Observations on OPSEC

Briefly, I would like to highlight some important considerations for good OPSEC. Firstly, OPSEC is a mode of operating, not a tool or a collection of tools. Secondly, OPSEC comes at a cost, and a significant part of that cost is efficiency. OPSEC is slow. Finally, maintaining a strong security posture (i.e. “good OPSEC”) for long periods of time is very stressful, even for professionally trained espionage officers.

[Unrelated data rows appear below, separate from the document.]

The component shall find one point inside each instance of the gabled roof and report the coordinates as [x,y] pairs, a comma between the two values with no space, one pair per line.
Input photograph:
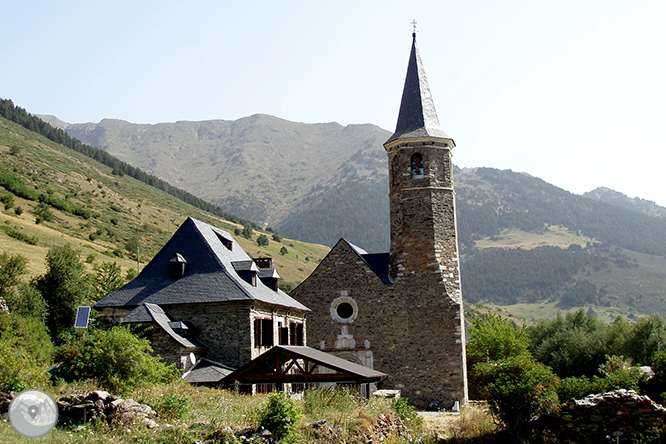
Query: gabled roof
[152,313]
[417,117]
[206,371]
[209,275]
[298,364]
[378,262]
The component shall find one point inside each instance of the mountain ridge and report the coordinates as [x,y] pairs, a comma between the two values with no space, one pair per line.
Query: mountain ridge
[525,244]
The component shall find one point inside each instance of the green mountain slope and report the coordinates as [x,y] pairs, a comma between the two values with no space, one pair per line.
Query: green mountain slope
[100,213]
[524,243]
[636,204]
[262,168]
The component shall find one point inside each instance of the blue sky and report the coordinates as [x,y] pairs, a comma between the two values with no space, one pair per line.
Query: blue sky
[573,92]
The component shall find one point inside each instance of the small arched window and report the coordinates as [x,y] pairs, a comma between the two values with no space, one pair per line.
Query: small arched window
[417,166]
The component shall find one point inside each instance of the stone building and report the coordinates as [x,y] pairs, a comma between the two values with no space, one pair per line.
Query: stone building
[208,302]
[402,311]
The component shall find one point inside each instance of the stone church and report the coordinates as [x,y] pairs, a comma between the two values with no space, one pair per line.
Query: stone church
[402,312]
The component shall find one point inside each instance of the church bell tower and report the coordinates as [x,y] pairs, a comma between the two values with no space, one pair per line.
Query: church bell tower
[424,244]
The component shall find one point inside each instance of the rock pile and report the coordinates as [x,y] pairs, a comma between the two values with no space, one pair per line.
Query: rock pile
[79,409]
[5,400]
[619,416]
[386,426]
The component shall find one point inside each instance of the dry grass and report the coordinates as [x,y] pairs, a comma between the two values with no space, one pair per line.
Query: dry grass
[472,421]
[211,410]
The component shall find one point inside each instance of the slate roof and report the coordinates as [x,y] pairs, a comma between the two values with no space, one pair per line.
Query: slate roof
[209,275]
[206,371]
[153,313]
[263,368]
[268,273]
[417,117]
[378,263]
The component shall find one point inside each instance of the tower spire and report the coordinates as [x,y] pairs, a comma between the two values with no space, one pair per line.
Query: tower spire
[417,116]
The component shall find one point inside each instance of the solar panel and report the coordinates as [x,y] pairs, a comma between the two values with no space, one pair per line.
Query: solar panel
[82,317]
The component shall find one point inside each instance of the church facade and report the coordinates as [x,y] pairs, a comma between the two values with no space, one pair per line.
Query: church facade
[402,312]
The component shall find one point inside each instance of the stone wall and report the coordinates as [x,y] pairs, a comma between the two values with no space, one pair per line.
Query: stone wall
[416,325]
[614,417]
[227,329]
[413,331]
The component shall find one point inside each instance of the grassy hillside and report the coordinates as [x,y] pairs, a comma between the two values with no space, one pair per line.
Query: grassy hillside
[322,182]
[119,207]
[295,177]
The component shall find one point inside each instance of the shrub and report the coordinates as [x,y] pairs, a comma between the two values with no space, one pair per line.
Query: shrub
[247,231]
[575,388]
[118,359]
[8,200]
[262,240]
[26,301]
[618,374]
[494,337]
[172,406]
[517,390]
[42,213]
[655,387]
[407,412]
[18,235]
[280,415]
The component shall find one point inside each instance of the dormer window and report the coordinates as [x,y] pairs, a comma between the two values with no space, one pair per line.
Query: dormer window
[246,270]
[228,244]
[417,166]
[177,266]
[269,277]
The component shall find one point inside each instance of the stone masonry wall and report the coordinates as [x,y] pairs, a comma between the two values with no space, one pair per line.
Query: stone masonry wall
[614,417]
[224,328]
[412,332]
[227,329]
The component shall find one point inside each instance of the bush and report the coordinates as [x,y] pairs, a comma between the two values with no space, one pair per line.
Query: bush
[280,415]
[172,406]
[247,231]
[407,412]
[575,388]
[618,374]
[118,359]
[26,353]
[8,200]
[655,387]
[494,337]
[42,213]
[517,390]
[26,301]
[262,240]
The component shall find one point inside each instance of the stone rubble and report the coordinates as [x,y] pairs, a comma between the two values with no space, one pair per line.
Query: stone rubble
[83,408]
[79,409]
[618,416]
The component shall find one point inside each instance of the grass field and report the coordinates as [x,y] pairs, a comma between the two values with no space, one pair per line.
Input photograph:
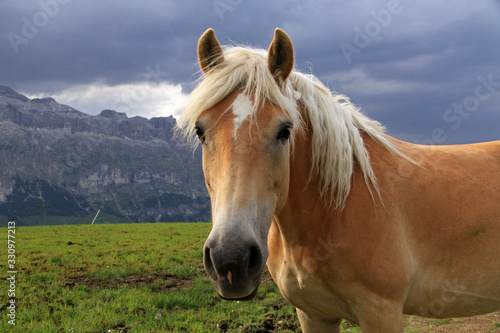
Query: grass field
[138,278]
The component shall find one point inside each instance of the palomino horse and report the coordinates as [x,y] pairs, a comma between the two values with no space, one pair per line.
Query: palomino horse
[351,222]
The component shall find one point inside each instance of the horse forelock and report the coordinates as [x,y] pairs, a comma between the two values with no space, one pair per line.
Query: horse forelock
[336,124]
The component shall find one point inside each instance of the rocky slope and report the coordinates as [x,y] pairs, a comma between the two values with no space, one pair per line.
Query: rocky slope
[132,168]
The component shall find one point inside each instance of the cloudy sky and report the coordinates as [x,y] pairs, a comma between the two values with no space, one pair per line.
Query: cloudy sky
[429,70]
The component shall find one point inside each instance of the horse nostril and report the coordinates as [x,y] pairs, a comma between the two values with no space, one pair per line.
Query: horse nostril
[255,260]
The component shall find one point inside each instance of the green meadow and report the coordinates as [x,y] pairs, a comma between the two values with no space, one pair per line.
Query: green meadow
[136,278]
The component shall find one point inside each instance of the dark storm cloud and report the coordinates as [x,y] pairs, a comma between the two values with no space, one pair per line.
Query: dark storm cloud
[405,62]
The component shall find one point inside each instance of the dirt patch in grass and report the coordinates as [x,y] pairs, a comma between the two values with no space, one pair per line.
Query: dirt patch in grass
[489,323]
[157,282]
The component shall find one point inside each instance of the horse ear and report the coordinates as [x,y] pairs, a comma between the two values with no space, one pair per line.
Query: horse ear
[210,52]
[280,55]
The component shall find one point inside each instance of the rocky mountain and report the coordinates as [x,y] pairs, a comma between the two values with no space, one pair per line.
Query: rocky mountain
[129,168]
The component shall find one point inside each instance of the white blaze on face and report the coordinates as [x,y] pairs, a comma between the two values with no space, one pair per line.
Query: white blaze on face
[242,108]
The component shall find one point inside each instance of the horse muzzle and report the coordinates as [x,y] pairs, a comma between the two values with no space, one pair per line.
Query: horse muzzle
[235,266]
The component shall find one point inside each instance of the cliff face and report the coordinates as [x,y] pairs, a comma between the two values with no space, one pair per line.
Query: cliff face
[128,167]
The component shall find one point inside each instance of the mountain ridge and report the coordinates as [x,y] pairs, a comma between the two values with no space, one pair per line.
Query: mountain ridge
[131,168]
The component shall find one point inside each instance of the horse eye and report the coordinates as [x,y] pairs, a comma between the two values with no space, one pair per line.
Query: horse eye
[284,133]
[201,134]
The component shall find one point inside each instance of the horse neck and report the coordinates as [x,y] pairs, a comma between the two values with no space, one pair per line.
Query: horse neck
[304,201]
[308,212]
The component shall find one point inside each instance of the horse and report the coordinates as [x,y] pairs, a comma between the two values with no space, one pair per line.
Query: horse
[352,223]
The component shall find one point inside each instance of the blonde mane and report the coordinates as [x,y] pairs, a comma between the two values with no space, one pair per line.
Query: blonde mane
[337,142]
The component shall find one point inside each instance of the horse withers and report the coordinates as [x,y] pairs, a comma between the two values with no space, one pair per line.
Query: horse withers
[352,223]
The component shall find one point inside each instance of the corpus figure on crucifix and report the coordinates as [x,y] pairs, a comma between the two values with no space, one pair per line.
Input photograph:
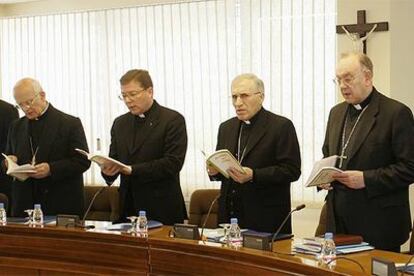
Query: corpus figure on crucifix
[373,135]
[357,41]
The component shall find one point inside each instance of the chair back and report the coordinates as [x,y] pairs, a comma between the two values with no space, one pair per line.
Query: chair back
[321,229]
[4,199]
[106,204]
[200,203]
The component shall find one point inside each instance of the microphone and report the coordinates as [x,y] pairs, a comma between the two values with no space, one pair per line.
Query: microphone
[208,214]
[89,208]
[298,208]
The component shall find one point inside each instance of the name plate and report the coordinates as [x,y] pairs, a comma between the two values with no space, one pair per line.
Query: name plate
[67,220]
[186,231]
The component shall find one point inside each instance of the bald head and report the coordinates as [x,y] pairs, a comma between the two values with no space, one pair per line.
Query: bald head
[30,97]
[354,76]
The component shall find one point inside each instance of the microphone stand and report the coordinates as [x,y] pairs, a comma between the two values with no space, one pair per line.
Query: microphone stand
[89,208]
[300,207]
[208,214]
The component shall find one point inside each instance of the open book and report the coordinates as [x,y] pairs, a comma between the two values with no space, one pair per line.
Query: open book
[19,172]
[222,160]
[101,159]
[322,171]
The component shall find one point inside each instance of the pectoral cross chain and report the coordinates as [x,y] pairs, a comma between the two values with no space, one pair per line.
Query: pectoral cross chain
[342,157]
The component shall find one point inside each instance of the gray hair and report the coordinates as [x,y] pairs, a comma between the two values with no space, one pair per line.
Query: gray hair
[35,84]
[250,76]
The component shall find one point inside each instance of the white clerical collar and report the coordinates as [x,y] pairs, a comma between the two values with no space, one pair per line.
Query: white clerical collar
[357,106]
[43,112]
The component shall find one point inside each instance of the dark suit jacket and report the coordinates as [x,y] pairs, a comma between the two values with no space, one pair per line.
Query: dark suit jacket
[384,151]
[62,191]
[8,113]
[272,151]
[156,157]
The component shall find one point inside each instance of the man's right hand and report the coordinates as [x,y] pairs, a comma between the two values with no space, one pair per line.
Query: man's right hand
[211,170]
[12,157]
[326,186]
[110,169]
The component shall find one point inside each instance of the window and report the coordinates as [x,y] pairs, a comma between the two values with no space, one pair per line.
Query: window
[192,50]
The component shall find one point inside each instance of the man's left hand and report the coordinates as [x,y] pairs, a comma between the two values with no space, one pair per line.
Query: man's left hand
[351,179]
[239,176]
[42,171]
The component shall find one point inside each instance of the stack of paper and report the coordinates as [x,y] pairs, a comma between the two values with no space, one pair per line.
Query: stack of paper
[312,246]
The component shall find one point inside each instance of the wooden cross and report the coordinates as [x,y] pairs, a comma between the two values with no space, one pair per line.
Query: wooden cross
[362,28]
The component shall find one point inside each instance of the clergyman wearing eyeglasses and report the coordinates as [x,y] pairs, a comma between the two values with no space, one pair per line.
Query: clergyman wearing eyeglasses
[152,140]
[267,147]
[47,138]
[8,113]
[373,136]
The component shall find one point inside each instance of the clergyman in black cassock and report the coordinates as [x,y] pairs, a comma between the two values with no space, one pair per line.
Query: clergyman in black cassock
[373,135]
[152,140]
[266,145]
[46,137]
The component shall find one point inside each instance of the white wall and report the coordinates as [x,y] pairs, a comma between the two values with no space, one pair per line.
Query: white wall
[58,6]
[391,51]
[378,43]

Learning good OPSEC requires internalizing the behavioural changes required to continually maintain a strong security posture. The operational activities have to become habit, because the small things matter, and every careless mistake can compromise security. The only way to develop good OPSEC habits, good security hygiene, is to practice. Make the foolish beginners mistakes during a practice session, rather than in the field. Two relevant sayings:

  • Amateurs practice until they get it right, professionals practice until they can’t get it wrong
  • The more you sweat in peace, the less you bleed in war

After developing good security hygiene habits, the second most difficult thing about good OPSEC is learning patience. Increased OPSEC security comes at the cost of efficiency, primarily in communication time-frames. The OPSEC mechanisms that must be in place to reduce the risks during communication add latency. As a result, communication takes significantly longer and is less reliable. Obviously, this is more of an issue with time sensitive operations than those that have more generous deadlines.

The single greatest security risk is communication between operatives. Clandestine agencies, such as the CIA, MI6, DGSE, etc. will work incredibly hard to minimize the risks surrounding communication with their recruited agents. In the simplest form, this involves a 2-4 hour “surveillance detection route” (SDR) to see if they are “in the black” before they perform any operational activity. This is on top of the hours of planning for the operation itself (note: these are minimums, operations requiring high security might take weeks or months of planning, and 12 hour SDRs).

The technology that exists to facilitate information security, e.g. encryption, is important, but it is not sufficient or even the starting point for robust OPSEC. By all means, learn to use encryption software correctly and in a properly secure fashion. However, it is more important to compartment sensitive activities and structure your operational environment for impact containment than install use particular software.